The history of “college” is more complicated – “lex” became Latin “lego” (“choose, appoint”) ➔ Latin “collega” (“partner”, or “one chosen to work with another”) ➔ Latin “collegium” (“group of colleagues”). So a “college” is, etymologically speaking, a group of people chosen to work together.

Historically, this word was often used to refer to a corporation, and only became associated with universities in the past couple hundred years.

“Lien” and “ligament” are descended from the Latin “ligare”, meaning “tie”. Both words have taken relatively short paths to their current English forms.

This is another case that I find so delightful in which a word with a physical meaning (“ligare”) has taken a metaphorical leap to become a modern word (“lien”).

While it seems like “journal” and “journey” should be close cousins, their nearest common ancestor is in fact quite old – the Latin “diurnus”, meaning “daily”.

A “journal” is a book written in to record the day.

A “journey” was historically the distance that could be traveled in a single day.
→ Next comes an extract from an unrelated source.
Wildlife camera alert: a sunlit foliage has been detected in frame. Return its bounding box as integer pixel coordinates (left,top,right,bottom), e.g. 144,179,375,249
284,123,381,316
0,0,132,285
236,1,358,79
The “in a single day” bit of that has since been lost, leaving “journey” to just mean “travel”.

I never would have picked those two words out of a lineup as having a shared etymological root, but sure enough it sits right there – the “du” in the middle of each word, which ultimately derives from Latin “duco”, meaning “lead”.
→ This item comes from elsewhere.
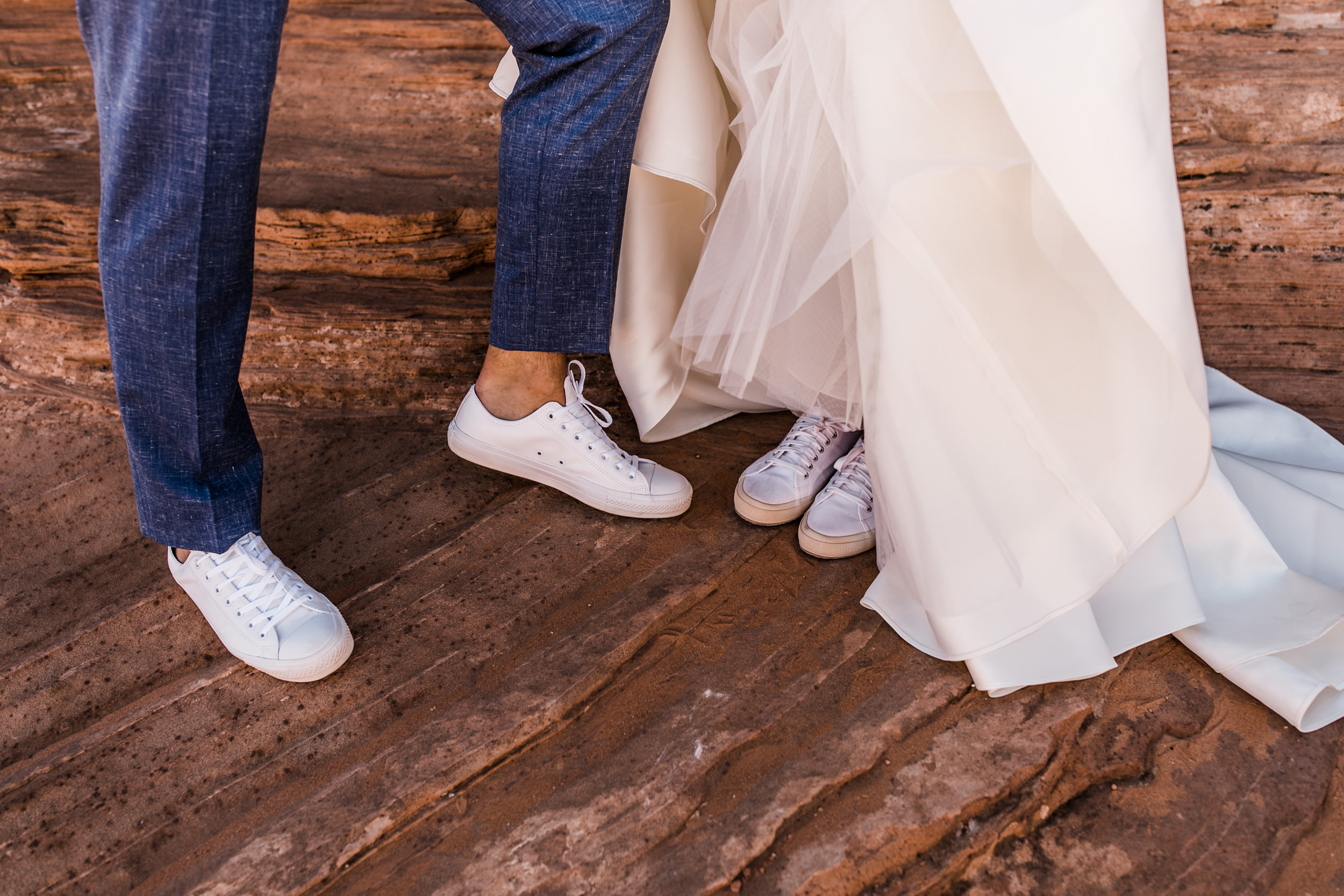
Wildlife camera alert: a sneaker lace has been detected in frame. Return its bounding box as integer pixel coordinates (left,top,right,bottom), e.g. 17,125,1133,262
561,361,652,479
761,414,844,478
196,532,321,638
821,439,873,511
“Educate” comes from the Latin “eductus”, meaning to “lead or bring out”, and then the Latin “educare” (“raise, train, mould”). I love the image of education as the process of extruding a refined person out of a base of unrefined material.

“Subdue” comes from the latin “subduco”, meaning “lead under”. Again, a very clear physical description of what the word means – to put beneath you, or bring under control.